Born in North Dakota in 1921, Bentson grew up in Saint Paul. He got his start in radio at the age of 12 as an actor on a children’s show called The Old Woman and the Shoe. When his uncle Ed Hoffman built WMIN Radio in Saint Paul, Bentson helped with construction after school and was a part-time engineer and announcer throughout his days at Central High and at the University of Minnesota. He joined the US Navy after graduating in 1943, serving as a Seabee officer in the Solomon Islands in the Pacific. He moved to California after the war, but returned to Minnesota and WMIN in 1949, and by 1950 had become its president.
In the meantime, Bentson’s father-in-law Eddie Ruben and Ruben’s partner Joe L. Floyd had become interested in expanding their movie theater business into radio and the new medium of television. They needed an experienced broadcaster to help them get started. Bentson became a partner in the new company, which became Midcontinent Media. Starting with WMIN and KELO Radio in Sioux Falls, South Dakota, Midcontinent went on to build, own, and operate radio and television stations and cable television systems throughout the Midwest.
Bentson and Midcontinent built South Dakota’s first television station, KELO TV Channel 11 in Sioux Falls, which became the cornerstone of the KELO-Land network of stations that attracted viewers throughout that state and in Minnesota, Iowa, and Nebraska. KELO TV began broadcasting on May 9, 1953.
On September 1, 1953, Bentson signed on one of the Twin Cities’ first television stations, WMIN TV, the forerunner of KARE TV. WMIN shared time on Channel 11 with WTCN TV. The station was an ABC affiliate but not much network programming was available, so WMIN TV created many innovative children’s shows, with stars including Roger Awsumb as Casey Jones, Jim Lange as Captain 11, and Steve Cannon as Wrangler Steve.
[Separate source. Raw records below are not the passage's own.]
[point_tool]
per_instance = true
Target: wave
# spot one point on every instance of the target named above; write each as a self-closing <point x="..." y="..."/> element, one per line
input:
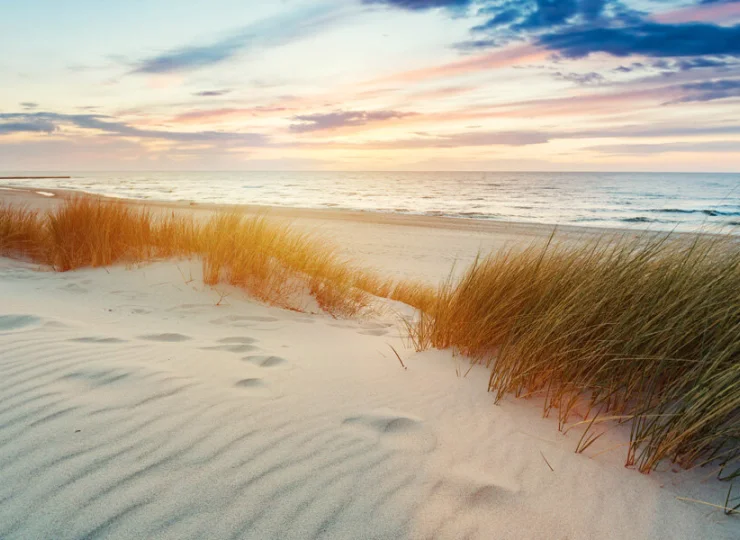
<point x="707" y="211"/>
<point x="640" y="219"/>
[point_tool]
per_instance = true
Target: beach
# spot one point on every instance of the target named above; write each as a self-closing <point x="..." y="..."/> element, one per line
<point x="405" y="246"/>
<point x="138" y="402"/>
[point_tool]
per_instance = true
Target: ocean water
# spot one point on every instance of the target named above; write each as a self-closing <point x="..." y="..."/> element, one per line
<point x="660" y="201"/>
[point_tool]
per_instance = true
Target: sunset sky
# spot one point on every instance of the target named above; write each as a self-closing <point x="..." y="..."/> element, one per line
<point x="363" y="85"/>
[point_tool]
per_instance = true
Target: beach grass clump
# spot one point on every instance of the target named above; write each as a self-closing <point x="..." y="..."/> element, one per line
<point x="20" y="232"/>
<point x="278" y="265"/>
<point x="269" y="260"/>
<point x="642" y="331"/>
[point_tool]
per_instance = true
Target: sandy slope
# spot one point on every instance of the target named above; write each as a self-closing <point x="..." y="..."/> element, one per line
<point x="406" y="246"/>
<point x="133" y="406"/>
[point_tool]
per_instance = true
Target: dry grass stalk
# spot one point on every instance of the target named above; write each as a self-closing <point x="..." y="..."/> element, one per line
<point x="646" y="329"/>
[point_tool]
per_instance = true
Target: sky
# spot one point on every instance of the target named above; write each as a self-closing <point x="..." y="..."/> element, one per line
<point x="509" y="85"/>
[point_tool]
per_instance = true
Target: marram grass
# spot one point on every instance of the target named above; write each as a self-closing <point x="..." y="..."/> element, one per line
<point x="642" y="331"/>
<point x="271" y="261"/>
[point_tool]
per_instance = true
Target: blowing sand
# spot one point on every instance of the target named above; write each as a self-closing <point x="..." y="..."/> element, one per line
<point x="139" y="403"/>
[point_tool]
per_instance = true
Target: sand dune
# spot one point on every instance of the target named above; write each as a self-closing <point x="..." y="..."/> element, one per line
<point x="132" y="406"/>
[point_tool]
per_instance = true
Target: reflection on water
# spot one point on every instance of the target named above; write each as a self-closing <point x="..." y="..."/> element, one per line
<point x="657" y="200"/>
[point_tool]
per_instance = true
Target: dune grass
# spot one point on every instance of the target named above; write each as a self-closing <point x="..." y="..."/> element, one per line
<point x="643" y="331"/>
<point x="269" y="260"/>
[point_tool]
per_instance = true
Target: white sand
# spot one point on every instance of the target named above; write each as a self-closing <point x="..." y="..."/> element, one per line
<point x="133" y="406"/>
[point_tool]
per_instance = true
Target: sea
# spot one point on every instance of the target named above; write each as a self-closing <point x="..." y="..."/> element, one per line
<point x="657" y="201"/>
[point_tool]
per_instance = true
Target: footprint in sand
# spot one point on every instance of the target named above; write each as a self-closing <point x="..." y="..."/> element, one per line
<point x="472" y="491"/>
<point x="243" y="320"/>
<point x="266" y="361"/>
<point x="168" y="337"/>
<point x="97" y="378"/>
<point x="73" y="288"/>
<point x="9" y="323"/>
<point x="398" y="431"/>
<point x="374" y="332"/>
<point x="235" y="345"/>
<point x="97" y="339"/>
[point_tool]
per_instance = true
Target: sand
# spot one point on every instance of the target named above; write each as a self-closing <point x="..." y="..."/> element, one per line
<point x="138" y="403"/>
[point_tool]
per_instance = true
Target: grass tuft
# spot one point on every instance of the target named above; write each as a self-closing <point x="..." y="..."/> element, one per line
<point x="645" y="330"/>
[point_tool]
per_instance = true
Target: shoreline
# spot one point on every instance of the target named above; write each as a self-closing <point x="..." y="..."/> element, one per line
<point x="426" y="248"/>
<point x="345" y="214"/>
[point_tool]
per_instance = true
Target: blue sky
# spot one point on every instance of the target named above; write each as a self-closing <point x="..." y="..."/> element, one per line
<point x="370" y="84"/>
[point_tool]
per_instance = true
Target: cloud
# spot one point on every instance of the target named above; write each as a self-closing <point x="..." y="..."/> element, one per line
<point x="651" y="149"/>
<point x="339" y="119"/>
<point x="420" y="5"/>
<point x="484" y="138"/>
<point x="648" y="39"/>
<point x="710" y="90"/>
<point x="453" y="140"/>
<point x="583" y="79"/>
<point x="49" y="122"/>
<point x="224" y="115"/>
<point x="212" y="93"/>
<point x="27" y="126"/>
<point x="501" y="18"/>
<point x="271" y="32"/>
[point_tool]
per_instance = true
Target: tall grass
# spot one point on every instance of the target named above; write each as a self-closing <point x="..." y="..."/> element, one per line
<point x="643" y="331"/>
<point x="269" y="260"/>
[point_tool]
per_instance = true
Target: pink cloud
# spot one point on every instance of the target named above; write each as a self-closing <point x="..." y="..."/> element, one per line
<point x="718" y="13"/>
<point x="493" y="60"/>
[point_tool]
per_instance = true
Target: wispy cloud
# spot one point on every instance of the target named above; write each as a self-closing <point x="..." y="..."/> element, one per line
<point x="31" y="125"/>
<point x="212" y="93"/>
<point x="648" y="39"/>
<point x="510" y="56"/>
<point x="207" y="116"/>
<point x="339" y="119"/>
<point x="270" y="32"/>
<point x="52" y="122"/>
<point x="420" y="5"/>
<point x="650" y="149"/>
<point x="711" y="90"/>
<point x="459" y="140"/>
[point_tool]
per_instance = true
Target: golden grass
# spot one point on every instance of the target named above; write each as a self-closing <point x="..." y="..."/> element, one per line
<point x="268" y="260"/>
<point x="644" y="331"/>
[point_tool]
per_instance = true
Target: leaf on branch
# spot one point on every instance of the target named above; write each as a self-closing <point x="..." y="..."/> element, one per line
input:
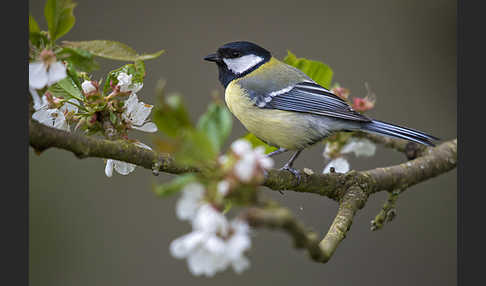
<point x="255" y="142"/>
<point x="112" y="50"/>
<point x="137" y="70"/>
<point x="67" y="89"/>
<point x="33" y="26"/>
<point x="59" y="17"/>
<point x="216" y="123"/>
<point x="317" y="71"/>
<point x="174" y="186"/>
<point x="80" y="59"/>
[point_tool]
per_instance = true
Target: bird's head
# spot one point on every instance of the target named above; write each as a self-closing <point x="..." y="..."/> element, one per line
<point x="237" y="59"/>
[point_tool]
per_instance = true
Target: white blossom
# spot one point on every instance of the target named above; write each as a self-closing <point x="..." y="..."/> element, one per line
<point x="340" y="165"/>
<point x="210" y="248"/>
<point x="223" y="187"/>
<point x="42" y="74"/>
<point x="360" y="147"/>
<point x="125" y="83"/>
<point x="208" y="219"/>
<point x="136" y="113"/>
<point x="53" y="117"/>
<point x="88" y="86"/>
<point x="190" y="201"/>
<point x="121" y="167"/>
<point x="37" y="100"/>
<point x="249" y="160"/>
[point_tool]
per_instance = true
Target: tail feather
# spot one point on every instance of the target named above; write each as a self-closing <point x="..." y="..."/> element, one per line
<point x="396" y="131"/>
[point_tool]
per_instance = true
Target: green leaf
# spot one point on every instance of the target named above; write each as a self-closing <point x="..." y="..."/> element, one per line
<point x="33" y="26"/>
<point x="112" y="50"/>
<point x="39" y="39"/>
<point x="174" y="186"/>
<point x="80" y="59"/>
<point x="59" y="17"/>
<point x="196" y="150"/>
<point x="255" y="142"/>
<point x="137" y="70"/>
<point x="112" y="117"/>
<point x="216" y="123"/>
<point x="171" y="116"/>
<point x="66" y="88"/>
<point x="317" y="71"/>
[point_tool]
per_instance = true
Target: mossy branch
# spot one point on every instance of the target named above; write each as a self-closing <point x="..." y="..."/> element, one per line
<point x="350" y="190"/>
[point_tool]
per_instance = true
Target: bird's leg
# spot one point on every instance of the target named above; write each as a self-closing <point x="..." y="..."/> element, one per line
<point x="288" y="165"/>
<point x="276" y="152"/>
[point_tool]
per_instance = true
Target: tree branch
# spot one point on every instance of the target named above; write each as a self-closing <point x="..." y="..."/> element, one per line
<point x="350" y="190"/>
<point x="434" y="161"/>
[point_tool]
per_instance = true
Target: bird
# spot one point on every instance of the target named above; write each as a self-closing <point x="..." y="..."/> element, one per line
<point x="285" y="108"/>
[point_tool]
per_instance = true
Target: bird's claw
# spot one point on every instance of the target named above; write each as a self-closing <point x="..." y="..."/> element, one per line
<point x="295" y="172"/>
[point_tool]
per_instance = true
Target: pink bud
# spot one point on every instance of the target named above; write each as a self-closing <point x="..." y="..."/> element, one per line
<point x="363" y="104"/>
<point x="341" y="92"/>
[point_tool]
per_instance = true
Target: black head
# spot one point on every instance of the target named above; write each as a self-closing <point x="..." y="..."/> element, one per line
<point x="237" y="59"/>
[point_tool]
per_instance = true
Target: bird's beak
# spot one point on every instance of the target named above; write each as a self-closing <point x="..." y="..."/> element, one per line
<point x="212" y="58"/>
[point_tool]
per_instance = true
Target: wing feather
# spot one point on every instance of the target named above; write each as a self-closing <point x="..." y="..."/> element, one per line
<point x="309" y="97"/>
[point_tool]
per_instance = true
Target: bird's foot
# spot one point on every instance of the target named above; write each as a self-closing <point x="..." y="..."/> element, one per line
<point x="295" y="172"/>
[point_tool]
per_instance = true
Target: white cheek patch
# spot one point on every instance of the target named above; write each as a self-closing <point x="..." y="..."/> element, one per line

The company sold WMIN TV in 1955 but then acquired WLOL AM and FM, as well radio stations in Des Moines, Iowa, and Wichita, Kansas, and television stations in Madison, Wausau, and LaCrosse, Wisconsin. Twin Cities music station KDWB FM joined the fold in the mid-1980s. Bentson played an important role in the development of Twin Cities FM broadcasting when he coordinated the multi-station antenna complex on the IDS Center in Minneapolis. He also introduced cellular telephone service to the area.
Bentson and Midcontinent pioneered cable television in the Midwest, starting in South Dakota in 1966, when there were fewer than one million cable subscribers in the entire country. This grew into a fiber-optic network that became the backbone of one of the Midwest’s most important cable, internet, and telecommunications systems, and is Midcontinent’s focus today.
Among Bentson’s many honors is the Ward L. Quaal Pioneer Broadcaster Award, received in 2008. A past president of the Minnesota Broadcasters Association, he served as a director of the National Association of Broadcasters and the Pavek Museum of Broadcasting. Known for his philanthropy and community service, he served on the boards of the University of Minnesota Hospital and the Variety Club Children’s Hospital, and was a generous benefactor of the University of Minnesota and many other charitable and community organizations.
Larry passed away on April 12, 2009.